Con la Numero Uno aveva rilanciato in Italia la Harley Davidson esaltandone il mito grazie ad un innato talento per la comunicazione, che gestiva personalmente e in modo assolutamente originale. Con la Numero Tre aveva contribuito moltissimo a far rivivere, dopo tanti tentativi falliti, il marchio Triumph, non solo organizzando in Italia un'efficiente rete distributiva, ma mettendo a disposizione della Casa Madre inglese anche un altro e non secondario aspetto della sua inesauribile capacità creativa: l'intuito per il design capace di far breccia nella mente sempre un po' conservatrice degli appassionati di moto.

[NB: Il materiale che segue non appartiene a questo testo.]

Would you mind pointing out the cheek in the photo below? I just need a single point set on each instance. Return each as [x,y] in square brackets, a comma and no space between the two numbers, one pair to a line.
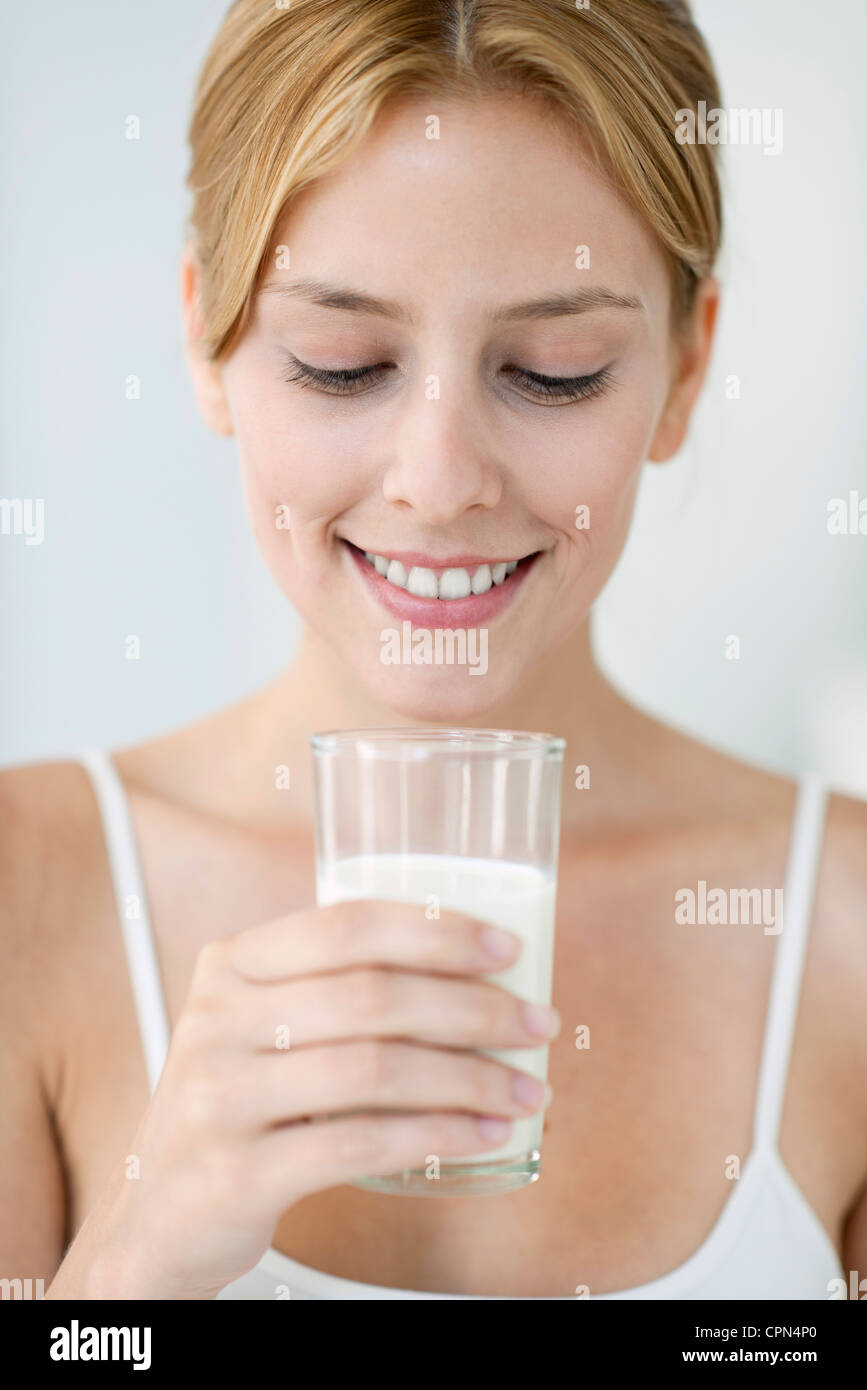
[592,462]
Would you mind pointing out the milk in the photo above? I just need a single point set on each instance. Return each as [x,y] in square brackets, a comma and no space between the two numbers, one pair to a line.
[513,895]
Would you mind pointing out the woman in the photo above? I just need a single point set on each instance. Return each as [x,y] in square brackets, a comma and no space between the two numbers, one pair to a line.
[449,284]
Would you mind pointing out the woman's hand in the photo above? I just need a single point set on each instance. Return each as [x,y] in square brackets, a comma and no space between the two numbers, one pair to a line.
[313,1050]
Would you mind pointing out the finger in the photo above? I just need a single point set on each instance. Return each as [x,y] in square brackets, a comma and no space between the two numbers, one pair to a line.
[382,1002]
[380,1075]
[371,931]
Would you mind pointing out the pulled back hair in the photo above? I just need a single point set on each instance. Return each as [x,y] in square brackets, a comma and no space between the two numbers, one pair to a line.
[286,93]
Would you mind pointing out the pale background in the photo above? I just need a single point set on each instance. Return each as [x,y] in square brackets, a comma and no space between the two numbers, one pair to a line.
[145,524]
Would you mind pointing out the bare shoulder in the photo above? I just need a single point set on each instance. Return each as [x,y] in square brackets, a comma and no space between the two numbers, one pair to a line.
[52,859]
[47,851]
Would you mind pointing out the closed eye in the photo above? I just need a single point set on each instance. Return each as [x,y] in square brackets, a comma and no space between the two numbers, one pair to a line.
[353,381]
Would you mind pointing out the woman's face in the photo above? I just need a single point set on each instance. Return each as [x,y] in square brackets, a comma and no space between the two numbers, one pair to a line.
[457,451]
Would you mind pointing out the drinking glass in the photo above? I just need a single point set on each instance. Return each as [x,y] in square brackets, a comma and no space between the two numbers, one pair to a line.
[450,818]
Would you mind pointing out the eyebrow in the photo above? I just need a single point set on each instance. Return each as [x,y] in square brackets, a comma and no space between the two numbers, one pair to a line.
[549,306]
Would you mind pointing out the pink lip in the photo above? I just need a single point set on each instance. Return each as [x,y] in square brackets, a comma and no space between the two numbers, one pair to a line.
[432,613]
[430,562]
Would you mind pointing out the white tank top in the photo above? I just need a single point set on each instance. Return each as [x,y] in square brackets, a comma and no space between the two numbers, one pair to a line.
[767,1243]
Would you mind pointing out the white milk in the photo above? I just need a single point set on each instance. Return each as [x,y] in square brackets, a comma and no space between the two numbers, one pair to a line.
[512,895]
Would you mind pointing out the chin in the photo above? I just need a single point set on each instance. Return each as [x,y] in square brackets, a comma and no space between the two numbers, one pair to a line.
[436,695]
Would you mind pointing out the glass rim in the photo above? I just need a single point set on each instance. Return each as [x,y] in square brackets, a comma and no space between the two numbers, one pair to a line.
[430,742]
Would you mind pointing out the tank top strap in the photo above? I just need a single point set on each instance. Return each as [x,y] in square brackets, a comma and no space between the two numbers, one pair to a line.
[789,952]
[132,908]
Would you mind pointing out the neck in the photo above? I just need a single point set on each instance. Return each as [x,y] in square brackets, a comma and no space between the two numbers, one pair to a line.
[568,697]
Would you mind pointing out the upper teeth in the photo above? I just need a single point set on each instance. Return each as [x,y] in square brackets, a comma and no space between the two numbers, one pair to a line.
[452,584]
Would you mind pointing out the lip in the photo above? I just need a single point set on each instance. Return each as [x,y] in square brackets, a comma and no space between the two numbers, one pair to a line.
[448,613]
[431,562]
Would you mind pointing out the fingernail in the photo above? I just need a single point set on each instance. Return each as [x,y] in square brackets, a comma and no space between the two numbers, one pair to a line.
[539,1020]
[502,945]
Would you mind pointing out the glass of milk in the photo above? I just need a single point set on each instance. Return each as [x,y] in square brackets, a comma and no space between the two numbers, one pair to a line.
[450,818]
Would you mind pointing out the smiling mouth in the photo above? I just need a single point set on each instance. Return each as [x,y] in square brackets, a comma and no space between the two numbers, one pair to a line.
[442,583]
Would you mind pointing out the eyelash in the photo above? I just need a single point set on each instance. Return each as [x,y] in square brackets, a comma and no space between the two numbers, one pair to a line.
[341,381]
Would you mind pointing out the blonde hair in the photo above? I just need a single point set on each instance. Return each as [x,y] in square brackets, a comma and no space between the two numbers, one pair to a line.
[285,95]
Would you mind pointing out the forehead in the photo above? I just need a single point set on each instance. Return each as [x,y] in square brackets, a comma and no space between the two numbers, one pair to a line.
[481,199]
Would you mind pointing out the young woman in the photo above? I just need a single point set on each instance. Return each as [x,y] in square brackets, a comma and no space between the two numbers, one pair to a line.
[448,282]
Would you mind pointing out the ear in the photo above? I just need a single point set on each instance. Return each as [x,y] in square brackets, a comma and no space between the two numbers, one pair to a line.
[207,375]
[691,360]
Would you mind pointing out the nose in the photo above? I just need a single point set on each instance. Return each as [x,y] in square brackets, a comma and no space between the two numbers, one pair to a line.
[441,467]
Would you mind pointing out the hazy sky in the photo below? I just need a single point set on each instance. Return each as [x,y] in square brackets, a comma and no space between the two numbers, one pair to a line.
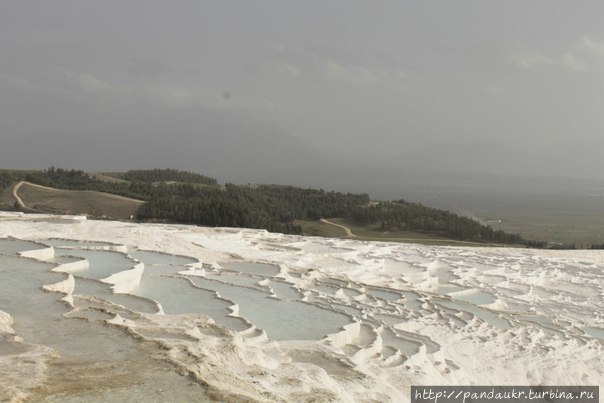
[345,76]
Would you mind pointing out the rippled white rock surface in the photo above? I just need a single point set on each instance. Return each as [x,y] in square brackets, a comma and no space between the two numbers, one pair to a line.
[97,313]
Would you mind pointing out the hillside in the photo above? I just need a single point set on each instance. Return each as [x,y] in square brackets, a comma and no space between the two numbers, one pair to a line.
[39,198]
[190,198]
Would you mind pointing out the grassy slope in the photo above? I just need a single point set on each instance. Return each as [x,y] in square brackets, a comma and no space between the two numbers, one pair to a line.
[373,233]
[87,202]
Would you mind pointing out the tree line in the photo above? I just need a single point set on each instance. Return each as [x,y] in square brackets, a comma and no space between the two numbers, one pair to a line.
[186,197]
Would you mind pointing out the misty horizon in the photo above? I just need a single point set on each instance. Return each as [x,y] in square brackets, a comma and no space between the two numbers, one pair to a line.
[352,82]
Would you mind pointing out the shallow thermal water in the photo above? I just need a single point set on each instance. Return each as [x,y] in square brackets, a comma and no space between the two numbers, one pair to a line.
[318,319]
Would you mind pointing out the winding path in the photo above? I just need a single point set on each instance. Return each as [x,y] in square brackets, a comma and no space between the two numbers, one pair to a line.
[350,234]
[16,195]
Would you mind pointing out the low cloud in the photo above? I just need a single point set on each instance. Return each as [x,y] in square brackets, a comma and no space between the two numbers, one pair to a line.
[297,64]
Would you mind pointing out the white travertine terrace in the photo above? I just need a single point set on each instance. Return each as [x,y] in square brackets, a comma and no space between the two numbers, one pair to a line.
[412,314]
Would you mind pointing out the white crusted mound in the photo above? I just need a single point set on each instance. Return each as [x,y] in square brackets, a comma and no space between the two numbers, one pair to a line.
[419,314]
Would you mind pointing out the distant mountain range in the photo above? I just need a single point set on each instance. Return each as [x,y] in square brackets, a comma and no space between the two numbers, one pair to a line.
[242,151]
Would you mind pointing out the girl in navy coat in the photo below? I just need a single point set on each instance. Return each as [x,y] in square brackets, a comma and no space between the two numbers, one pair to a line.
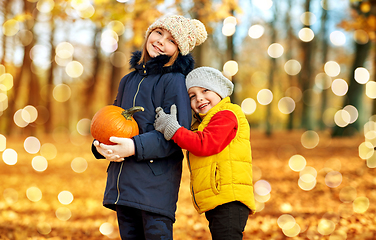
[144,172]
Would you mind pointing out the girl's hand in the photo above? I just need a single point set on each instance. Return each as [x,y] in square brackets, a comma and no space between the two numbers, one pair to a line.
[123,148]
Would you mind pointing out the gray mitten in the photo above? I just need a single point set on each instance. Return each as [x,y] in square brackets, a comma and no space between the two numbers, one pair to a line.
[166,123]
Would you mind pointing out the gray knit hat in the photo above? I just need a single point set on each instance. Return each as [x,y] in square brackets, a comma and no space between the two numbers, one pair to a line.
[210,78]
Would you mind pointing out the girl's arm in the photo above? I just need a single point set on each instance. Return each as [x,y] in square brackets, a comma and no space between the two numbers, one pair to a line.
[213,139]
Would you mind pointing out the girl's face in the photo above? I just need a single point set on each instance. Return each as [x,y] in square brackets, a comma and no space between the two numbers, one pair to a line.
[161,42]
[202,99]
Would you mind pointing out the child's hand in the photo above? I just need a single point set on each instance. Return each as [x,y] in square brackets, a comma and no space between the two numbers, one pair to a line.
[124,148]
[166,123]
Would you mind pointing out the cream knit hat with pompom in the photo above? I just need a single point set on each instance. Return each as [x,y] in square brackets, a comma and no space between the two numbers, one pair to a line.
[187,33]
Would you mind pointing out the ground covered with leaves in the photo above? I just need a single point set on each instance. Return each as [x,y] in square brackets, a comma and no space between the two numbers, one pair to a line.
[62,203]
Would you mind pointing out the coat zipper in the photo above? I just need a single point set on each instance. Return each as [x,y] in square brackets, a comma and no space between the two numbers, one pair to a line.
[121,166]
[193,192]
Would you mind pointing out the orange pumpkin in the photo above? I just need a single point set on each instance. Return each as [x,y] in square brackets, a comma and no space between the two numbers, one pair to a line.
[114,121]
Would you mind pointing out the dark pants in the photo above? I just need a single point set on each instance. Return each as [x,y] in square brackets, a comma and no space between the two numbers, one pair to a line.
[137,224]
[228,221]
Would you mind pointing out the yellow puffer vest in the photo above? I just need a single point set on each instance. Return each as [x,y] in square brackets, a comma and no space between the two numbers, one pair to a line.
[226,176]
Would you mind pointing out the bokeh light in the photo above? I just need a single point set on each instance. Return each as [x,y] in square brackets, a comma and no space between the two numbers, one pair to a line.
[19,120]
[353,112]
[256,31]
[44,228]
[39,163]
[286,221]
[263,4]
[264,96]
[347,194]
[63,213]
[106,228]
[371,89]
[295,93]
[62,92]
[342,118]
[360,36]
[326,227]
[323,81]
[74,69]
[306,34]
[333,179]
[286,105]
[79,165]
[10,195]
[64,50]
[338,38]
[109,41]
[366,150]
[34,194]
[10,156]
[3,143]
[259,79]
[339,87]
[48,151]
[310,139]
[29,114]
[275,50]
[230,68]
[65,197]
[332,68]
[6,80]
[308,18]
[248,106]
[32,145]
[292,67]
[361,75]
[361,204]
[11,27]
[45,6]
[297,163]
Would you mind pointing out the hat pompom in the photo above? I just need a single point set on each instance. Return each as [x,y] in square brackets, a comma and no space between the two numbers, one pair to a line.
[201,31]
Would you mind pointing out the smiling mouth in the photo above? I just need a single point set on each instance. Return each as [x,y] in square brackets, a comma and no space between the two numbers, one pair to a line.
[203,105]
[158,49]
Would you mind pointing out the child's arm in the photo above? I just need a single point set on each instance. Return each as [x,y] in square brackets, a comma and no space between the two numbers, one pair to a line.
[213,139]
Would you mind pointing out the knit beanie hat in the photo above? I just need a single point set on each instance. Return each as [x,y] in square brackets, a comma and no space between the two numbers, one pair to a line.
[187,33]
[210,78]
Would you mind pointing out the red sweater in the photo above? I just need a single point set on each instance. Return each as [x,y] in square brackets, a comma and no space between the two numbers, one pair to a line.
[213,139]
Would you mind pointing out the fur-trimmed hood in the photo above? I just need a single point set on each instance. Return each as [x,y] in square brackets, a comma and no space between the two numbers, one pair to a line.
[183,64]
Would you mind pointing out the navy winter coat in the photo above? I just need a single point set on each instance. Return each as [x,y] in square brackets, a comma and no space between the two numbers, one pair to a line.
[150,180]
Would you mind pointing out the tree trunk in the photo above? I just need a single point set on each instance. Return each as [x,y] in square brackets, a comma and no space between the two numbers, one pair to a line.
[325,45]
[306,80]
[355,93]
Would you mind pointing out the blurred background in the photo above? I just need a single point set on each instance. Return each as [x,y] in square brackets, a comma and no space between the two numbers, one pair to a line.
[304,75]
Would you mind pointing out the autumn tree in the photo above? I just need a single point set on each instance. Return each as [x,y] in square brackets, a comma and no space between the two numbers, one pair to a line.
[363,25]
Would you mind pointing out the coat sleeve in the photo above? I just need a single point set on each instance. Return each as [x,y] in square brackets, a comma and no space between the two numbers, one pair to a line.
[152,144]
[213,139]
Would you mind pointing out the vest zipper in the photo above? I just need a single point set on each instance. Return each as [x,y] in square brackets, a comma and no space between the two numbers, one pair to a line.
[138,89]
[121,166]
[190,171]
[117,183]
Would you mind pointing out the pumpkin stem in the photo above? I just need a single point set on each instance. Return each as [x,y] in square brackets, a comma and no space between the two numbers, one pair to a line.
[129,112]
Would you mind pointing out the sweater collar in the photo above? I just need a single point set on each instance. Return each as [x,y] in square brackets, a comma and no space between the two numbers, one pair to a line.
[183,64]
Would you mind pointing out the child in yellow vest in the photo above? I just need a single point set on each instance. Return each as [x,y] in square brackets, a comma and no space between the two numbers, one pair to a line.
[219,152]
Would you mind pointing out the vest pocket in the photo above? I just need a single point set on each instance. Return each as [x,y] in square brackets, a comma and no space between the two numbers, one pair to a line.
[215,178]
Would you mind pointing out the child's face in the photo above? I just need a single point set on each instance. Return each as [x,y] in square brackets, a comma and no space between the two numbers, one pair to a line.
[202,99]
[161,42]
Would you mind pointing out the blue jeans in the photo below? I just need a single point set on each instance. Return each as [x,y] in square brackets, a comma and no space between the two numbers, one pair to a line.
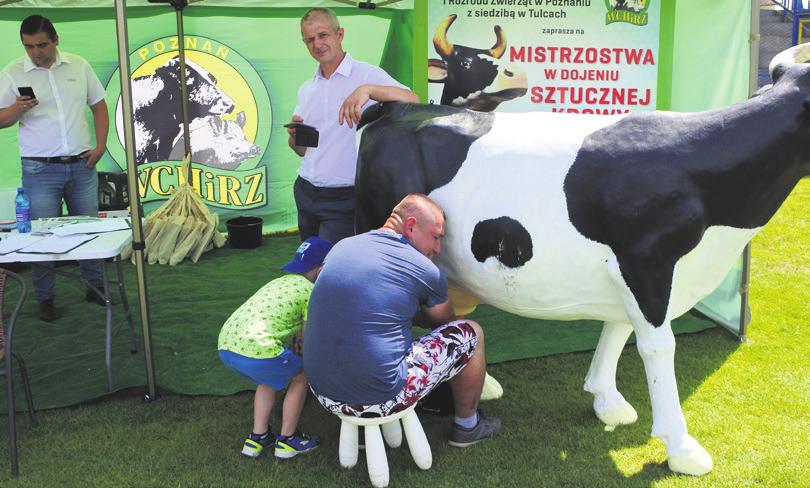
[46,185]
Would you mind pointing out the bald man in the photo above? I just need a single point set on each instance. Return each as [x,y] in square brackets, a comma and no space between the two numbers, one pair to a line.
[361,358]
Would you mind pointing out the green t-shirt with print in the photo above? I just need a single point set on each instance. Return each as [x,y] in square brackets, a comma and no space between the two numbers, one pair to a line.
[262,325]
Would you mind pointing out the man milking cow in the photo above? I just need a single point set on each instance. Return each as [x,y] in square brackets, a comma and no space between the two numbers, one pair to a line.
[360,356]
[332,102]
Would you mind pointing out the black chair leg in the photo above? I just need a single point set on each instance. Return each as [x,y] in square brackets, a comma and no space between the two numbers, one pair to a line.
[29,400]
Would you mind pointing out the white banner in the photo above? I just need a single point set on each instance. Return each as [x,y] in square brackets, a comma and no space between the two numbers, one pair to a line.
[578,56]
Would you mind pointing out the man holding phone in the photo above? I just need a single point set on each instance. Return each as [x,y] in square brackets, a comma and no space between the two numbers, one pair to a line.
[332,101]
[47,92]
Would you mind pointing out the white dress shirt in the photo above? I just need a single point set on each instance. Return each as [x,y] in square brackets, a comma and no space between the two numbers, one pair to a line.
[334,162]
[58,125]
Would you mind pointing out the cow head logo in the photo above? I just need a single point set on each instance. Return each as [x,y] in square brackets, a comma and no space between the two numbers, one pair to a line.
[474,78]
[230,120]
[628,11]
[223,105]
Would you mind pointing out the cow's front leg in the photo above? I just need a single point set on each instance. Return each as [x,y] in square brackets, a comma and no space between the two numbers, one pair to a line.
[608,404]
[657,349]
[656,345]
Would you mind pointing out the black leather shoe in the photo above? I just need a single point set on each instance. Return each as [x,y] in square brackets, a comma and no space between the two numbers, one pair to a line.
[94,297]
[47,311]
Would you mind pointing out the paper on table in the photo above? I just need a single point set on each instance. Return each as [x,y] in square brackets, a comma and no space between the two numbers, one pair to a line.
[96,227]
[13,242]
[57,244]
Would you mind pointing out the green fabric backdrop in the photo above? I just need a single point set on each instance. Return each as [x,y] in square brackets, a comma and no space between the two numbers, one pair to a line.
[701,41]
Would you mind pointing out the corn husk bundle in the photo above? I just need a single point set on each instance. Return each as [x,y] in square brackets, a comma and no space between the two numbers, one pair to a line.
[180,228]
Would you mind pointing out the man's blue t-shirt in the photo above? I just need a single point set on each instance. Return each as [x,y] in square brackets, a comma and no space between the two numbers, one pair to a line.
[359,319]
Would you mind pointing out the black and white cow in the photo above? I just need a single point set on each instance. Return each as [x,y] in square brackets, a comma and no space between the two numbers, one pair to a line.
[628,219]
[158,116]
[474,78]
[216,142]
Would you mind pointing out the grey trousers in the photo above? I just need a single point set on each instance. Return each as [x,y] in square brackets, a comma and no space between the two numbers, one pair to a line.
[324,212]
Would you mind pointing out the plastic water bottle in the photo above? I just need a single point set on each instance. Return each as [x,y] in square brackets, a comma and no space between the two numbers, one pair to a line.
[23,207]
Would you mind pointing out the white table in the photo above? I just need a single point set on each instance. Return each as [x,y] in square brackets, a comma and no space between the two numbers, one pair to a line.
[106,245]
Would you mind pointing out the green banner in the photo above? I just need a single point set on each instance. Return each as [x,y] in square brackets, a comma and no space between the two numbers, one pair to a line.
[244,68]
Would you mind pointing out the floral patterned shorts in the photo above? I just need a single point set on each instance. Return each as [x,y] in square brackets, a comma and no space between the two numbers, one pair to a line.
[435,358]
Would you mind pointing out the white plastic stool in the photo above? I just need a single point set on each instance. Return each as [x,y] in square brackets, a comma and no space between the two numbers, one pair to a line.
[375,450]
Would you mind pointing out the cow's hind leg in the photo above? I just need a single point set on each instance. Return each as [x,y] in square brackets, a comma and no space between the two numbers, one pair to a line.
[656,345]
[608,404]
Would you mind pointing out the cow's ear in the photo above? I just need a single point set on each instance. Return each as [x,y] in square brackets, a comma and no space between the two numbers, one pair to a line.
[437,70]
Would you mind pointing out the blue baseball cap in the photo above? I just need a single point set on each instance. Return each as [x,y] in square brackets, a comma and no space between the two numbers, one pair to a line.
[309,255]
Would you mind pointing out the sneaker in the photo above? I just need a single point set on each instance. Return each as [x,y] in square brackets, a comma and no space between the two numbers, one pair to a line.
[254,447]
[47,311]
[291,446]
[484,429]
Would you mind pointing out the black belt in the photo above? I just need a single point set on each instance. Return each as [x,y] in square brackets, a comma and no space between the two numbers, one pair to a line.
[55,159]
[327,191]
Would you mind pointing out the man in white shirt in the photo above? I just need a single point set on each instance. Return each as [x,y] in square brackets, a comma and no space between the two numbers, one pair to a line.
[332,102]
[58,161]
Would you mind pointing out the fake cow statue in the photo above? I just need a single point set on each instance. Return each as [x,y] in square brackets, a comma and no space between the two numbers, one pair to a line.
[629,219]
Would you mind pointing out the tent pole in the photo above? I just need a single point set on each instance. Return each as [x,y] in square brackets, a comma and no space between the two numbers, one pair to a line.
[179,5]
[136,210]
[181,43]
[753,86]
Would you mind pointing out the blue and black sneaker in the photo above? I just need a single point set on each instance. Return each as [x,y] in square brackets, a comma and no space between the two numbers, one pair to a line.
[291,446]
[255,443]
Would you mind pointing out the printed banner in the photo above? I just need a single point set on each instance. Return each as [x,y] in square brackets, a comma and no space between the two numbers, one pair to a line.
[243,66]
[576,56]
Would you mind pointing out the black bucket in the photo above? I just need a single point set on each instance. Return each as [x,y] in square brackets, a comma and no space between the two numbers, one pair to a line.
[245,232]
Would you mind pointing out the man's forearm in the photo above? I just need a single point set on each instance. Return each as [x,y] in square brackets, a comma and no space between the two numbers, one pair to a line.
[382,93]
[101,123]
[9,116]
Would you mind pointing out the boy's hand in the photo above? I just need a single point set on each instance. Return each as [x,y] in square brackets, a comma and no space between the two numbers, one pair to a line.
[298,344]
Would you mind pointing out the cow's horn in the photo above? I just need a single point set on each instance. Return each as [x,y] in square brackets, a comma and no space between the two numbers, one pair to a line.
[500,46]
[443,46]
[793,55]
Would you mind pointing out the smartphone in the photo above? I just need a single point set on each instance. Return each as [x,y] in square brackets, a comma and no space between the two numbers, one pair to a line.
[296,125]
[26,91]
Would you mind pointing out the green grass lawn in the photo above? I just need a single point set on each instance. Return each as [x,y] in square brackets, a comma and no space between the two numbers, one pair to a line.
[749,406]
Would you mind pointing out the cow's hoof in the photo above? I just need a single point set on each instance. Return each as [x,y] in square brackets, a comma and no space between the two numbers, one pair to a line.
[492,389]
[616,412]
[696,461]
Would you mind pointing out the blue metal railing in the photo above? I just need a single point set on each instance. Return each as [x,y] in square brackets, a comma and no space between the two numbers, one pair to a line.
[799,10]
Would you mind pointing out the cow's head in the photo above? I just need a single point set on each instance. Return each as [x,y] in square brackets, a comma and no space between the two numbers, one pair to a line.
[790,72]
[473,78]
[204,96]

Carlo Talamo era davvero un personaggio fuori dell'ordinario, e lo sapeva benissimo, tanto che a volte lo gridava spavaldamente, facendo infuriare chi sapeva di non poter reggere il confronto. Era libero e non si poneva limiti anche perché poteva permetterselo, e pure questo lo sapeva benissimo. Forse l'ufficio l'aveva stancato, forse aveva in quella mente vulcanica altre idee, altra voglia di mettersi alla prova.